Frankly, it's hard to see the day when the SAF bans swearing and dirty talk because a women's group protested.

But who can tell. I'm in the midst of my reservist stint now, and something strange happened at the start that I never saw coming.

On Day One, a warrant officer - one of the no-nonsense enforcers of military discipline - told us plainly that obscene lyrics were not allowed in all army songs any more. "Now women love the army, they want to serve too," he said, referring to the ongoing debate about women and national service.

The roomful of operationally ready national servicemen, mostly in their mid-30s and having served almost two decades, burst out laughing. It was just too hilarious to see our stern-faced warrant officer laying down the law on something that had been a part of NS life from the day we enlisted.

Over the next few days, we heard the deep, throaty voices of younger full-time national servicemen singing military songs scrubbed of bad words.

But if I know the army, the NSFs will respect the "ban" for a while, before the newly illicit words creep back again.

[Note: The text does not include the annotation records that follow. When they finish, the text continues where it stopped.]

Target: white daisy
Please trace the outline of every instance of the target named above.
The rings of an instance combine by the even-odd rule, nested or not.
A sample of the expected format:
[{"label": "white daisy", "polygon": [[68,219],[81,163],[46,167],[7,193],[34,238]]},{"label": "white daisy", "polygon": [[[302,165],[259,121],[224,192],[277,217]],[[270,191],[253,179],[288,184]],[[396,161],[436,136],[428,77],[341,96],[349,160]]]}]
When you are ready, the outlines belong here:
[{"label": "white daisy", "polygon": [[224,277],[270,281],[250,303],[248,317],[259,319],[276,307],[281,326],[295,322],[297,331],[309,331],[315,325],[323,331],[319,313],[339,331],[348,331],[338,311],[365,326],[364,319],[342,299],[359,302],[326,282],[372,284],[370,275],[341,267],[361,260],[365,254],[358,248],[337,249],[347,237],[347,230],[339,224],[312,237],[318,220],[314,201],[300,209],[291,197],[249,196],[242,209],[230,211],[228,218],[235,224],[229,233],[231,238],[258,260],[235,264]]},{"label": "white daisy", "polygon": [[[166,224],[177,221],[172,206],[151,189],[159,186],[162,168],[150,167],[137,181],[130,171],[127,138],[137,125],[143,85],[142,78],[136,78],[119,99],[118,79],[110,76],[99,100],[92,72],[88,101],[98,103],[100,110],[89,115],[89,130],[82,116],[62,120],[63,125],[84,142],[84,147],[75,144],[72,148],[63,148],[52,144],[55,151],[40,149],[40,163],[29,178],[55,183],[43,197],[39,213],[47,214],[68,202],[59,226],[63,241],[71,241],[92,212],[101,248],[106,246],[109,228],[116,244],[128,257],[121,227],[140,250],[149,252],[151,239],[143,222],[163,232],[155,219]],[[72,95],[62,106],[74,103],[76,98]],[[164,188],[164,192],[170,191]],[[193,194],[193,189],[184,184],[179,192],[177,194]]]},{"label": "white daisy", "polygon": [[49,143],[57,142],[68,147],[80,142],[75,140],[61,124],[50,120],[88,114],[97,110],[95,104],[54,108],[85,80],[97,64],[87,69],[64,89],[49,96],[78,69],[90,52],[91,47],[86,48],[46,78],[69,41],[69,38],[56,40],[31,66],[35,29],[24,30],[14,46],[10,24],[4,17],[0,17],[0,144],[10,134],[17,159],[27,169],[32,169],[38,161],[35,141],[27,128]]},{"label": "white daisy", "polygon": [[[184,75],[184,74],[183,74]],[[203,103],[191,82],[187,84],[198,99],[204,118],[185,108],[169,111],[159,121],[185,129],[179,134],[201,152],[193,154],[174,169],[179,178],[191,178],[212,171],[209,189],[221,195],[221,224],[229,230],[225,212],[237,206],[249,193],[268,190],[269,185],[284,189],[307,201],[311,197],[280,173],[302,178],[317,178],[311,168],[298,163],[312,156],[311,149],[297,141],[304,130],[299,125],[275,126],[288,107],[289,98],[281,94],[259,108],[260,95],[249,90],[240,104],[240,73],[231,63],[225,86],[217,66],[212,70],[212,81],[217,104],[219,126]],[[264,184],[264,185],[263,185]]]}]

After all, soldiers have long internalised the mantra "don't get caught", which we refer to cheekily as an unofficial SAF core value. NSFs might even get a thrill out of doing something now deemed illegal.

I don't doubt that Aware is genuinely concerned about vulgar lyrics leaving an indelible mark or worse, shaping the wrong attitudes to violence against women.

But it would have achieved far more by attempting to understand our men in uniform a little more, and the role army songs play in military culture.

The women could have then embarked on a more meaningful engagement process aimed at changing attitudes, perhaps with longer- lasting results.

Instead, getting all worked up over a song has just put the men on the defensive unnecessarily. It's been an unfortunate battle where everyone loses and nobody wins.